Articles 2
The National Fuchsia Society of New Zealand

1 Fuchsia in General and Species in Particular
By Peter O'Hara

2 Taking Cuttings
By Peter O'Hara
Click on the thumb nails below for larger pictures.
1

FUCHSIAS,for all their beauty,are relatively easy to grow. And, providing a few rules are followed, both species fuchsias and hybrids can make a statement in the garden.

Because fuchsias flower on the current year's growth, they can be pruned to fit any site and still make a good show. They have a long-flowering season, limited only by the onset of cold weather.
For good results, fuchsias need a friable, free-draining soil with plenty of organic matter, adequate soil moisture during the growing period and protection from full sun in the hottest part of the day. Fuchsias are frequently described as shade-loving, but they actually need plenty of light to do well. The ideal site would get morning sun and dappled light for the rest of the day. The more sun they get, the more water they will need. Mulching to keep the root run moist and cool will cut down the watering needed.

Fuchsias are not frost hardy. Severe frost will cut them down to ground level, but they usually bounce back from the crown once the soil warms. Good drainage is essential for survival -cold and wet are a lethal combination.

The fuchsias here have been selected because they are relatively hardy, have a long flowering season, are attractive even when not in flower.

Fuchsia arborescens (1)
This is a rounded shrub with dark green glossy leaves. It grows into a small tree if left unpruned, but can be kept smaller by pinching the tips of growing stems and lightly pruning after flowering has finished. Sometimes called the lilac bush, its lilac-coloured flowers develop from the ends of stems as masses, or inflorescences, of small flowers that cover the whole bush. Flowering starts in spring and continues into summer. Fertilised flowers - bees love them - may develop into round edible berries that look like a black grape when ripe.
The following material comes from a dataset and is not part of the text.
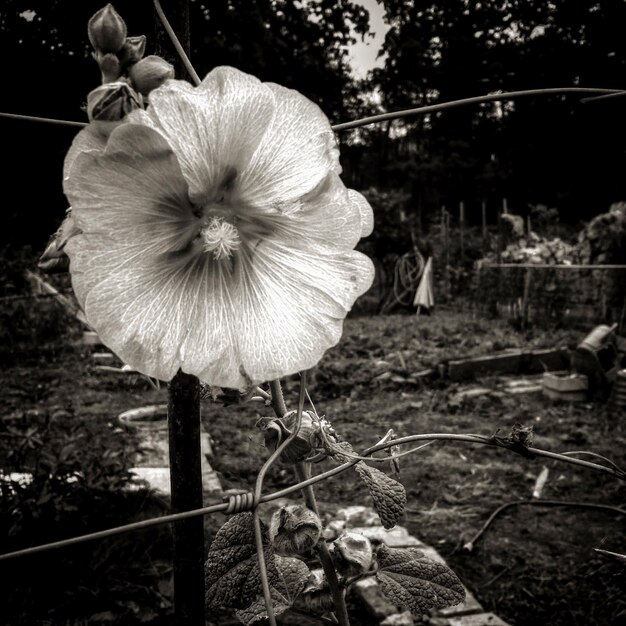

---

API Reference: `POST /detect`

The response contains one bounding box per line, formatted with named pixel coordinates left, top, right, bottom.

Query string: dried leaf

This fuchsia will tolerate a lot of sun. It is frost-sensitive, but covering with frost cloth will protect it reasonably well.

Fuchsia panniculata
This is a closely related species and they are quite hard to tell apart - it takes an expert. They are often confused
.
Fuchsia boliviana (2)
Left to its own devices, Fuchsia boliviana is a tall-growing shrub, but it can be kept shorter by pinching out the growing tips. The leaves are large, elongated and a soft green due a covering of soft hairs. Even without flowers, this fuchsia makes a bold statement.

There are two forms of flower. The type species has dark red tubular flowers that develop progressively from a pendulous stem. Fertilised flowers are replaced by fruit all on the one stem. F. boliviana var. alba (3) has an identical growth habit, but the flower tubes are white and the sepals pink.

Flowering usually starts in late spring and can continue for months in frost-free areas.

F. boliviana needs more shade than F. arborescens. The leaves will burn in hot sun. It will do well in a mixed border where it gets shelter from sun and wind. Frost sensitive.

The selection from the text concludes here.